There are several key assumptions that need to be respected in [[Univariate Linear Regression]] and [[Multivariate Linear Regression]].
## Linearity
The relationship between the independent variables $\mathbb X$ and the dependent variable $\mathbf Y$ is linear. This can be assessed with a residual plot along the different values of $\mathbf Y$.

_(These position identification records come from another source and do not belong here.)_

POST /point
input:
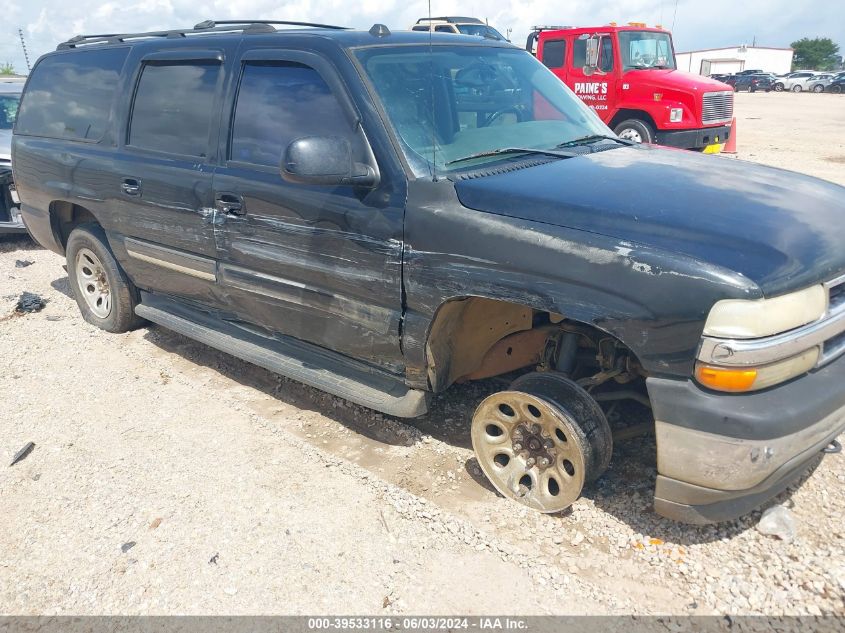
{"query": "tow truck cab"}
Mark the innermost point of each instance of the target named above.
(628, 76)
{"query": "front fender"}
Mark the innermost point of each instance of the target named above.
(653, 301)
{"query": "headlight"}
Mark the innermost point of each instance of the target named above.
(737, 318)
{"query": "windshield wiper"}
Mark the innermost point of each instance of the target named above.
(592, 138)
(512, 150)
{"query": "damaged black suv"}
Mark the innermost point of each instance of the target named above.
(382, 215)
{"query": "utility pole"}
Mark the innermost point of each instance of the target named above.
(25, 53)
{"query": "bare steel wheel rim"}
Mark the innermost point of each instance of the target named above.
(528, 450)
(630, 134)
(93, 283)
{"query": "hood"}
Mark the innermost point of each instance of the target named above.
(5, 144)
(780, 229)
(674, 79)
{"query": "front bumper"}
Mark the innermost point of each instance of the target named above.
(721, 455)
(693, 139)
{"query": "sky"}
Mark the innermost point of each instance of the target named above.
(698, 24)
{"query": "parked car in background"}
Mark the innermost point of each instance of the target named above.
(10, 97)
(459, 25)
(819, 82)
(628, 76)
(796, 82)
(751, 83)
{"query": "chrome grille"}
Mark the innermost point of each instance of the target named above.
(718, 107)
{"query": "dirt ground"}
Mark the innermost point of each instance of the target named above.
(168, 478)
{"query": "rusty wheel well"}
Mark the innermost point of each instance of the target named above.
(475, 337)
(66, 216)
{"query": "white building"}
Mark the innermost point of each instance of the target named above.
(735, 59)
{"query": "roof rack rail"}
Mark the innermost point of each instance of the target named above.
(207, 26)
(452, 19)
(550, 27)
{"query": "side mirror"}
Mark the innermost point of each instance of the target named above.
(592, 58)
(325, 160)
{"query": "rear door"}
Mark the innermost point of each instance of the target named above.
(164, 171)
(320, 263)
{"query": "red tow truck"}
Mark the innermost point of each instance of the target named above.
(628, 75)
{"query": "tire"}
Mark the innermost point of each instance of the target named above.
(635, 130)
(582, 409)
(105, 295)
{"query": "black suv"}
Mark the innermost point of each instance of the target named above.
(383, 215)
(751, 83)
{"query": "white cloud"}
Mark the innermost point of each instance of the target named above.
(698, 24)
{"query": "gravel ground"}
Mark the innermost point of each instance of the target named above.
(169, 478)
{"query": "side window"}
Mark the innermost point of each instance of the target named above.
(277, 103)
(606, 55)
(173, 107)
(579, 53)
(70, 94)
(554, 52)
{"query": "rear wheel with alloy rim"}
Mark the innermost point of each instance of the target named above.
(635, 130)
(541, 441)
(105, 295)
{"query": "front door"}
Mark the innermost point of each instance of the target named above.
(319, 263)
(597, 90)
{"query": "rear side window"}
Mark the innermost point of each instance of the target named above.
(554, 52)
(278, 103)
(173, 107)
(69, 95)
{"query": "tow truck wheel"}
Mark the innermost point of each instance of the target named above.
(541, 441)
(635, 130)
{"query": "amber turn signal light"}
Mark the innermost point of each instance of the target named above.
(725, 379)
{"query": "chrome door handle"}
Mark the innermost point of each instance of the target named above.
(229, 203)
(131, 186)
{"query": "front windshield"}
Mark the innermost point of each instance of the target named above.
(448, 102)
(8, 110)
(646, 49)
(482, 30)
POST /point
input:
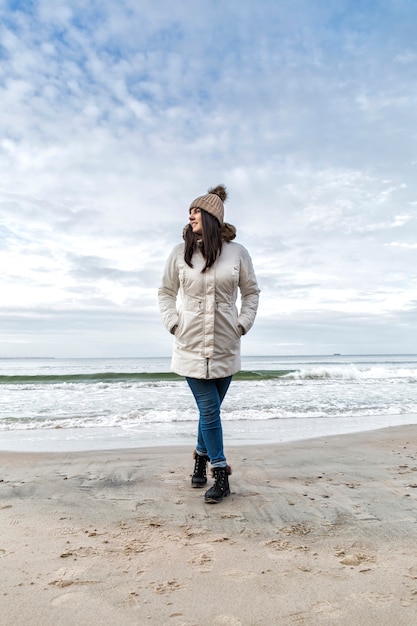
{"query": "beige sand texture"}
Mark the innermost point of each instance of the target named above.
(321, 531)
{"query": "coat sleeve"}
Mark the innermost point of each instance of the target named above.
(249, 292)
(168, 291)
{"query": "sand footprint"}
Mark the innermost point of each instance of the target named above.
(226, 620)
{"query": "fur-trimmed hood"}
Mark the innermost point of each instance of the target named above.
(228, 231)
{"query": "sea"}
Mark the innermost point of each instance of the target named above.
(55, 404)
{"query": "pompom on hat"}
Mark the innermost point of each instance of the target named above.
(212, 202)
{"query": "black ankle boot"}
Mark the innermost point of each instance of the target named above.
(221, 487)
(199, 477)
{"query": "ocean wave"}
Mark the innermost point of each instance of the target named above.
(352, 372)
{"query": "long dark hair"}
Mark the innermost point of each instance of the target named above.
(211, 240)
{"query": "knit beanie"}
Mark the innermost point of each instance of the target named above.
(212, 202)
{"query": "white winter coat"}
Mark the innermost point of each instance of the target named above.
(204, 319)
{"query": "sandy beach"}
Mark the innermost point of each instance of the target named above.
(320, 531)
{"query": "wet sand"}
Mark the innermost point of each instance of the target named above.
(320, 531)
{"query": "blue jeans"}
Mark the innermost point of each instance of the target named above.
(209, 395)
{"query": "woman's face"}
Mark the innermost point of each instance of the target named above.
(196, 221)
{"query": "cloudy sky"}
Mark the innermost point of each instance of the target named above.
(115, 114)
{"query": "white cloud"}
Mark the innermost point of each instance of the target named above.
(114, 116)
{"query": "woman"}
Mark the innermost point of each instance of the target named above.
(207, 272)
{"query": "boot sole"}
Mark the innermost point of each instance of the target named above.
(216, 500)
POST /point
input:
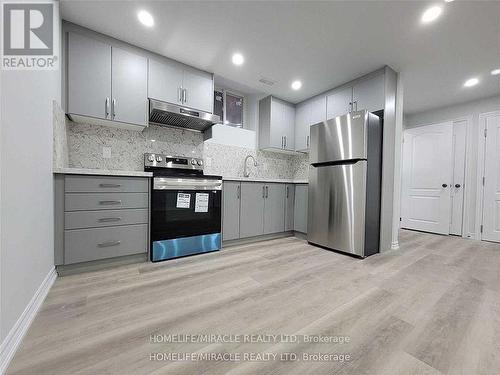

$ \mathbb E[Y \vert X] = X \beta^\star$
## Assumptions on Design Matrix
**Deterministic Observations:**
We view observations in $\mathbb X$ as deterministic, and not as [[Random Variable|Random Variables]]. This avoids complications in the matrix algebra for the [[Univariate Linear Regression#Least Squares Estimator|Least Squares Estimator]].
**Full Rank:**
The design matrix has to have [[Matrix Rank|rank]] $p$. This means [[Linearly Independent Vectors|linear independence]] across all covariates (”features”). Hence none of them can be replicated by a linear combination of the other covariates.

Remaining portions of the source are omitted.